陈家桦以为秦覃在处理紧急事务,毕竟昨晚伍阮祺都专程跑一趟了,便道:“哥吃早餐了吗?我去做吧,冰箱有冻好的云吞,我再下几把虾子面。”
 
“嗯。”秦覃才点头,就见陈家桦转身迟缓,脚微微发抖。他忙起开身,将人牵至沙发坐下,捋高睡袍一瞧,两个膝盖都红了淤了,想必是昨晚,把人押在地上时弄伤的。
 
眉头皱成咸菜,秦覃越是吃味越不是滋味,咸得发苦。他半跪在地,边帮陈家桦上药,边轻轻吹气:“疼吗?”
 
小狐狸淡淡地说:“我不怕疼的。”秦覃一顿,动作更加温柔了:“可我怕你疼。”
 
陈家桦笑了:“哥什么时候变这么油腔滑调的?”
 
横抱起人,秦覃把陈家桦当半身瘫痪对待,道:“你喜欢听,我就会说了。”又抱揽早餐,挑罢十来颗白里透粉的小云吞,说:“家桦,你想吃什么,我就去学。你想要什么,就跟我说……”

陈家桦从后搂住人,将头架秦覃肩上,懒懒靠着:“我没有想要的呀。”明明没提要求,但陈家桦就是觉着,自己近来是恃宠而骄了,像撬开壳的蚌肉,软软地躺在岩石上,你戳一下,它也不怕,反而吐出珍珠来。

水烧开了,秦覃是个慢性子,下云吞时,一点水花也不会溅开:“小时候,我妈总说我死心眼,又蠢又木,活该被假聋哑人,骗光压岁钱。”陈家桦给逗笑了,他可以想见,肉嘟嘟的秦小覃委屈巴巴的样子,可爱死了。

捉住陈家桦攀在自己肩膀的手,秦覃继续说:“那笔钱,能够捐出去,我其实真的很开心的。所以我会想,如果我,在他开口说话的时候,选择捂上耳朵,是不是就可以一直开心下去了?”
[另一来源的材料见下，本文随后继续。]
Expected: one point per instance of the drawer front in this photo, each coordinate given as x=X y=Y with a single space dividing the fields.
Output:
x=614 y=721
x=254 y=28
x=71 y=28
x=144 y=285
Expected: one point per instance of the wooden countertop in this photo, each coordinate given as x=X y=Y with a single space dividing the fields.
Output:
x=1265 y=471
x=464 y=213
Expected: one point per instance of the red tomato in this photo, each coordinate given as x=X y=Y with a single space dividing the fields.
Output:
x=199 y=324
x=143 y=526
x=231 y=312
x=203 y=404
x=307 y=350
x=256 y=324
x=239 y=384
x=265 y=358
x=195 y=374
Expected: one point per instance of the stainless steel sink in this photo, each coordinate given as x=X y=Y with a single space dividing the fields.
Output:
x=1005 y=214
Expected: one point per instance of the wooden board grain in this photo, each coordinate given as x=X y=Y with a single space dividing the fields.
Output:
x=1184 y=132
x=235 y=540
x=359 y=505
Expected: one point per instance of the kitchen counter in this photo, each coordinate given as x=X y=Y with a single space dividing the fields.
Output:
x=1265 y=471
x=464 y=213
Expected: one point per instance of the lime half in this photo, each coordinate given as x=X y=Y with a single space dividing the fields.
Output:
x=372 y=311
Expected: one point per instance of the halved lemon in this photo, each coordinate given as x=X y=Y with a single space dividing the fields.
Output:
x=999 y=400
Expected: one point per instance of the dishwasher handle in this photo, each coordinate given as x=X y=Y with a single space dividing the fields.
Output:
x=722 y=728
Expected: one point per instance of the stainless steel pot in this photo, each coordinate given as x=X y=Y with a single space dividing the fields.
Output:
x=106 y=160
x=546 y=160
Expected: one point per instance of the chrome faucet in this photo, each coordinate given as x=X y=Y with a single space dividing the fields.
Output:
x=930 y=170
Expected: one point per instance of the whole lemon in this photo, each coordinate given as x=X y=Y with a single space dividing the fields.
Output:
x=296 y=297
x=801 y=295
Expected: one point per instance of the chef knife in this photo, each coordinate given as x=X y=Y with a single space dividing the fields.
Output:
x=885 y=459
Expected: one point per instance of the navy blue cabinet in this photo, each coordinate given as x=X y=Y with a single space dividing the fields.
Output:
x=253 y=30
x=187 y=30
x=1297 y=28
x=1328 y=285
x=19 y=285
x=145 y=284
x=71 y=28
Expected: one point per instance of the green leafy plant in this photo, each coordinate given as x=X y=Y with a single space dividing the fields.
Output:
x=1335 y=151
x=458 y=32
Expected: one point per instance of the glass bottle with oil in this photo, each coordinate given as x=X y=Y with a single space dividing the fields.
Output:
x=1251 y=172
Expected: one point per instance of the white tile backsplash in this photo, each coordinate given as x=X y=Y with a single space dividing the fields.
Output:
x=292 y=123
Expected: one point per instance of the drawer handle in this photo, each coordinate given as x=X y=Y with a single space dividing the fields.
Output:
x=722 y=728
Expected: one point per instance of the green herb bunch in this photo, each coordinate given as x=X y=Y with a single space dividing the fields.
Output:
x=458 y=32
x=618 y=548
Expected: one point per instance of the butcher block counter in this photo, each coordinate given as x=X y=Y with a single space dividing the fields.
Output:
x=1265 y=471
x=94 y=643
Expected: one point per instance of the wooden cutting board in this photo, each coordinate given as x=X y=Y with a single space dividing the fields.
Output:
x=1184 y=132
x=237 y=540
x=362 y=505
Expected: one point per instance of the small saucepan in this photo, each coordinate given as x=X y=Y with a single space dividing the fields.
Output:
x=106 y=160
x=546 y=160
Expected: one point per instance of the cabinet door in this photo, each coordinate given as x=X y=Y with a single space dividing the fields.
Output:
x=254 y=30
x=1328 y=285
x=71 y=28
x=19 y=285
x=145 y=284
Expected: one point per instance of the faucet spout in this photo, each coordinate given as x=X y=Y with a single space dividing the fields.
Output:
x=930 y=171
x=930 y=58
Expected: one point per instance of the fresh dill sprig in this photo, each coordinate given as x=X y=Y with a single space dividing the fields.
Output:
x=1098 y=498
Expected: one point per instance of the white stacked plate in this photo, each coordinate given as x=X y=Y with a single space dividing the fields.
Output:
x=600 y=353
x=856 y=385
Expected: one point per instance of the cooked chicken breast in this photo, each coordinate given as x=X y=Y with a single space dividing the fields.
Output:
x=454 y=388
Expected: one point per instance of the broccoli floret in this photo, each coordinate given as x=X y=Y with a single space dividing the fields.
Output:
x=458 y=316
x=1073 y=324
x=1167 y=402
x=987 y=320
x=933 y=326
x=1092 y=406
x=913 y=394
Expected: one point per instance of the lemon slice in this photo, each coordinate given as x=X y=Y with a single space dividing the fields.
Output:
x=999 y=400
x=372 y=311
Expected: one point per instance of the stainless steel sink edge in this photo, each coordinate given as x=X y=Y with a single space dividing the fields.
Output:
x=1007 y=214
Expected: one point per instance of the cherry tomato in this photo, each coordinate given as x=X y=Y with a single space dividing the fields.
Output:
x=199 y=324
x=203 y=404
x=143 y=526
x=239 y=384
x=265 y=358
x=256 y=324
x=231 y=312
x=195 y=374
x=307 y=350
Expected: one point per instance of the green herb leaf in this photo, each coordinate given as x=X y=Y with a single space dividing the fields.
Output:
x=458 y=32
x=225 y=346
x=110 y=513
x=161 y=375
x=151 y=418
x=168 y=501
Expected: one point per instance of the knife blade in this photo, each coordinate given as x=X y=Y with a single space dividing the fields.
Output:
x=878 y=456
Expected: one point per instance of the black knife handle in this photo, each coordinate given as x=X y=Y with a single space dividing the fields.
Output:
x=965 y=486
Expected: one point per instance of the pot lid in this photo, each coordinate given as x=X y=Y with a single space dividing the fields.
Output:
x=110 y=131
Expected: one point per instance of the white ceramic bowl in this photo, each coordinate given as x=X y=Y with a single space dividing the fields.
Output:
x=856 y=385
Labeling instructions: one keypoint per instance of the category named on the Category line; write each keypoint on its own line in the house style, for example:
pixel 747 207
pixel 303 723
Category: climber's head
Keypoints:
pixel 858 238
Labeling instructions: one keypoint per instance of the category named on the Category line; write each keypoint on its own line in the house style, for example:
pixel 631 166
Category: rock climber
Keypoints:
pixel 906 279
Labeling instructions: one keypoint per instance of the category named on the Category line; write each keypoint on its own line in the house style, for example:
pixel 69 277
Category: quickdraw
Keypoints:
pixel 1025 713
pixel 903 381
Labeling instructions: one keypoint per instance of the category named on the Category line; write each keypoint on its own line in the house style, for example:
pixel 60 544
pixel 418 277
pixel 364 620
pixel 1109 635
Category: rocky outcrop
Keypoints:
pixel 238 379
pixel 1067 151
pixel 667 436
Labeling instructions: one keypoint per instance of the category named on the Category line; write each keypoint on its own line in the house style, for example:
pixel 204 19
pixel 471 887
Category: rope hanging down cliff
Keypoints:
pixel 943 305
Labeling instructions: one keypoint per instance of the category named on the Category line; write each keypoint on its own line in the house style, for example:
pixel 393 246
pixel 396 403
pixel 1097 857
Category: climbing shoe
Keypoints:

发觉不妥,陈家桦探探秦覃的神色,问道:“哥,你从昨晚开始,就很不对劲。”又为暖气氛,敲敲秦覃的脑门,打趣地说:“脑瓜里都装的什么呢?”

秦覃脱口而出:“你啊。”陈家桦楞了须臾,随后吻上秦覃的唇,心想,这个人大约是真的会魔法吧。

等吻到嘴边发麻,他们才放开彼此,大口大口喘息。陈家桦沿秦覃的眉毛,一遍又一遍描画,见他的大宝贝红血丝重了,黑眼圈深了,心疼道:“最近新品上市,很忙吧?”

近一周,确实是秦氏新品第一轮试销反馈。秦覃没有否认。陈家桦又说:“那K国电影节,哥你颁奖那晚到就好了。我毕竟得在那边待一个星期,唔又是拍照,又是采访的。你好好忙,没必要跟我在那儿耗。让小阮把预订的机票改了吧。”

秦覃点点头道:“嗯,听你的。”

70。
 
几天后,陈家桦和黄降搭同一班飞机,前去K国。
 
《死者善舞》获得主竞赛单元,最佳导演、最佳摄影以及最佳男演员三项提名。陈家桦说不出:“我从来没想过会得奖”这类虚伪的话。都提名了,谁能憋住不去起草获奖感言。
 
他记得出演前,秦覃陪自己窝沙发看投影,分析了一匝前人的碟片。列罢自身一堆毛病,陈家桦略为沮丧。秦覃却道:“家桦,你不能总拿自己的短去比别人的长呀。反正我就觉得,长得比你好的,演得没你好。演得比你好的,长得没你好。”

想着想着,狐狸尾巴不由左右甩了甩。
 
近来,经纪人替他发了不少通稿,诸如“十八岁一鸣惊人,二十二岁为病重舅舅毅然暂退,二十三岁的他手握戛纳提名,终于王者归来”之类,不免尴尬。而如果交由陈家桦来写,他可能只会写下八个字:十七岁遇见了秦覃。
 
这才是真正改变他一生的事。
 
飞机邻座上的黄降,瞥几眼陈家桦,挪挪屁股,一副葫芦塞没盖好,话快要自己从嘴里蹦出来的样子。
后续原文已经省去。